To my mind, sitting quietly while every cell in your body turns to charcoal seems like an impossible feat. You are, of course, free to disagree, but before you do, try holding the tip of your finger in a small flame for 10 seconds with firm composure.

As far as I know, it is somewhat of a mystery as to how a human can sit through the burning of their entire body in noble and composed silence. At the very least, it poses some interesting questions. 

It’s highly unlikely that Thích had a true genetic insensitivity to pain. As far as we know, he was a perfectly healthy 65-year-old monk. And most sufferers of congenital hypoalgesia don’t live much past their mid 20’s. It also doesn’t seem likely that he was insane, having been a long-standing and much-beloved member of the Buddhist community in Saigon. It is, of course, possible that he had a dissociative relationship with pain on account of early life trauma. Although millions of people have that going on, how many could endure what he endured in complete stillness and silence?

So if he didn’t have the resume of someone with a genetic defect or simple pain insensitivity due to trauma, is it possible that he had cultivated his superhuman tolerance to pain through some level of practice? 

 A clue to the truth may be the countless other recorded instances of self-immolation. Because, in reality, the world needn’t have been so shocked by these events. Self-immolation is a practice that has been undertaken by literally thousands of people in the modern era alone. Almost all of them have been Buddhist and Hindu monks. And thus being vastly more experienced in the meditative arts than the average punter.

These facts may point to this level of possible pain mastery being something cultivated at an extremely high level. Potentially via ‘ experiential learning’ like martial artists and soldiers do, potentially via deep meditation practice. But more than likely, a lot of both.

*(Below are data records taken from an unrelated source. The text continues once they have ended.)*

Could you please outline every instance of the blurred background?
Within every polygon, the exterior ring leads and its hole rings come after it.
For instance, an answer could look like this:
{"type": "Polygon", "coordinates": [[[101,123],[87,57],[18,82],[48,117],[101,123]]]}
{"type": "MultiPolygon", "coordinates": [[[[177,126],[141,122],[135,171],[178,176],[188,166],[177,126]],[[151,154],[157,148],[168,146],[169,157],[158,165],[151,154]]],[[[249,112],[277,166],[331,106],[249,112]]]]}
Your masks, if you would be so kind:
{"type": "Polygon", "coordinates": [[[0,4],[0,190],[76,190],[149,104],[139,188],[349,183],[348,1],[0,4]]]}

Which, if it is the case, implies that we may be able to experience pain but not be ‘bound’ by it.

At the core of Buddhist teaching is the concept of surrender. And the notion that our suffering is not caused by what happens to us so much as by our resistance to life’s struggles. 

Enlightenment is the complete cessation of suffering via complete surrender to reality.-

If Thích Quảng Đức was flexing this muscle, we could assume that he felt every last little bit of his body being burned to a crisp. But that he surrendered so deeply that the suffering was in no way similar to what we would experience.

The circumstantial evidence surrounding the phenomena of self-immolation may point to the possibility of the dream being a possible reality. ‘The dream’ is freedom from pain without the horrendous health impacts of living in a body that doesn’t register physical damage.

Somewhere deep down, we all want to be free of pain, preferably by us not having any. But most of us will face scary pain at some point. Wouldn’t it be beautiful to be able to greet that without fear?

Quietly composed self-immolation heavily implies freedom from the struggle and suffering that come with pain. And that’s exactly what the gesture means in Buddhist monking circles. 

The attention self-immolation grabs arises from our deep sense of the hold pain has over each of us. This feeling about pain as  something that constrains us – something that holds us back – something that scares us – something that makes life worse, not better. But it may just be our resistance to pain that causes problems rather than the fact of pain itself.

There is something within us that sees pains hold over us as being something limiting. So not only is there more to pain than simple nerve signals in the body – there is also more to pain than just the physical

Maybe the value of the example is simply in what it implies –

There is a clear implication behind the history of self-immolation and of countless other similar acts of sacrifice and martyrdom – the idea that we can cultivate ourselves to a point where pain no longer has the power to control us.